The Darfur Bar Association (DBA) says that it has agreed with the former director of the National Authority for Radio and Television, Luqman Ahmed, to open a criminal complaint against the members of the defence team for the alleged plotters of the June 30, 1989 coup, who were caught on a hot mic uttering racist slurs against Ahmed.
The debacle began last week, when a hot mic during an intermission in the trial, caught lawyers Abubakir Abdelrazek and Mohamed Shawkat, describing the former director as a ‘slave’ (which is often used as a pejorative term for black people in Sudan) and having ‘a big nose’.
The DBA called on all legal entities and partners to nominate their representatives to initiate the procedures and form a secretariat to follow up.
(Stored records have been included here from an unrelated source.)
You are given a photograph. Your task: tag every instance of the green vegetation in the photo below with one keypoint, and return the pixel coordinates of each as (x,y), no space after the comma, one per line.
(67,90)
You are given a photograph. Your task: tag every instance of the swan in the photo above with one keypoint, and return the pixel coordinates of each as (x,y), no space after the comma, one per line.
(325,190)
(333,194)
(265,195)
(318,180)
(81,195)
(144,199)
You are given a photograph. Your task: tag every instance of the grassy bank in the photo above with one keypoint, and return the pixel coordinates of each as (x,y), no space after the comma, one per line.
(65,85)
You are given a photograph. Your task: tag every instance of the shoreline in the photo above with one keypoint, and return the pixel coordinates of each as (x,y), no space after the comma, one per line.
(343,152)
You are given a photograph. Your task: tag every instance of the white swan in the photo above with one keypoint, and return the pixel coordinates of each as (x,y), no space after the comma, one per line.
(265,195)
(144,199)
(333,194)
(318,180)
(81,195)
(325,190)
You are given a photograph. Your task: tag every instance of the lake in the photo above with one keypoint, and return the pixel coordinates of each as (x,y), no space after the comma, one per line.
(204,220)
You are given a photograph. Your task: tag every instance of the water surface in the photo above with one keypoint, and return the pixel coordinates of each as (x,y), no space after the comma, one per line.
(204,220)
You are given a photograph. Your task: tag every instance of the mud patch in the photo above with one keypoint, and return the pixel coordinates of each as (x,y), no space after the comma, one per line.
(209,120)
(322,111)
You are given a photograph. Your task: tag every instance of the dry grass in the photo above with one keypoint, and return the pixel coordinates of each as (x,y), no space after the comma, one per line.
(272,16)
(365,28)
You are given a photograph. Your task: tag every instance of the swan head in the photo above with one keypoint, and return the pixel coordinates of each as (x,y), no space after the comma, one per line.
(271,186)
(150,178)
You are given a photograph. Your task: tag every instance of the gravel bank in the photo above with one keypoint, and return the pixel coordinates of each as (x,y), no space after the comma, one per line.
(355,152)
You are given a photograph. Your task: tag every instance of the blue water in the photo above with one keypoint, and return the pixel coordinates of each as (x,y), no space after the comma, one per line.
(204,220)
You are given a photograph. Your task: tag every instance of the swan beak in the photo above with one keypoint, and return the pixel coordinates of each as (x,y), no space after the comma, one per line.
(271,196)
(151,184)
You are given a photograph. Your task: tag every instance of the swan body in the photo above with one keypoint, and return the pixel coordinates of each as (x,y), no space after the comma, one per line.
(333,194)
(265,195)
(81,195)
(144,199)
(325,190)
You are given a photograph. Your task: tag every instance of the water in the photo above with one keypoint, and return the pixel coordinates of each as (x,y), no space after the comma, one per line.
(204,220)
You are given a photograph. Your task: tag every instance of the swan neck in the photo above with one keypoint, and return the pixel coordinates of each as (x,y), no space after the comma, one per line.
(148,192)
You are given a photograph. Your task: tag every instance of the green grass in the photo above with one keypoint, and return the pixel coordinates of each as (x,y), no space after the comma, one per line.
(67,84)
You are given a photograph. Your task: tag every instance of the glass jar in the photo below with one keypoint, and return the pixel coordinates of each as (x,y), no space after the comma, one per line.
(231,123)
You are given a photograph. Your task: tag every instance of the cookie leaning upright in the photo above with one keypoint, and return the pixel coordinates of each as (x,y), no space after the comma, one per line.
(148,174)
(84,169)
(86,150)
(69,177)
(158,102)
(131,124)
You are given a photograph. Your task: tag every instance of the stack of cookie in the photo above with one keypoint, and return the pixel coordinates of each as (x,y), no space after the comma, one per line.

The association said that the door will remain open for the accession of human rights organisations and civil society forces.
Other groups have called for an investigation into the incident and called on the authorities to remove the licenses of the two lawyers engaged in racism.
In response, a group of 20 Sudanese and international human rights and civil society NGOs have addressed an urgent appeal to the international community “to draw attention to the growing threats of racism, hate speech and intolerance in Sudan”. Hate speech and public calls for incitement to ethnic violence, particularly through social media platforms, are growing unabated in the silence of the Sudanese authorities, the NGOs lament.
The head of Sudan’s Sovereignty Council, Gen Abdelfattah El Burhan, dismissed Luqman Ahmed from his post as director of the National Authority for Radio and Television on 10 April. According to El Burhan’s media advisor, the director was dismissed due to his decision to show coverage of the anti-coup protests and “ignoring El Burhan’s news”. The director was originally appointed by former Prime Minister Abdallah Hamdok.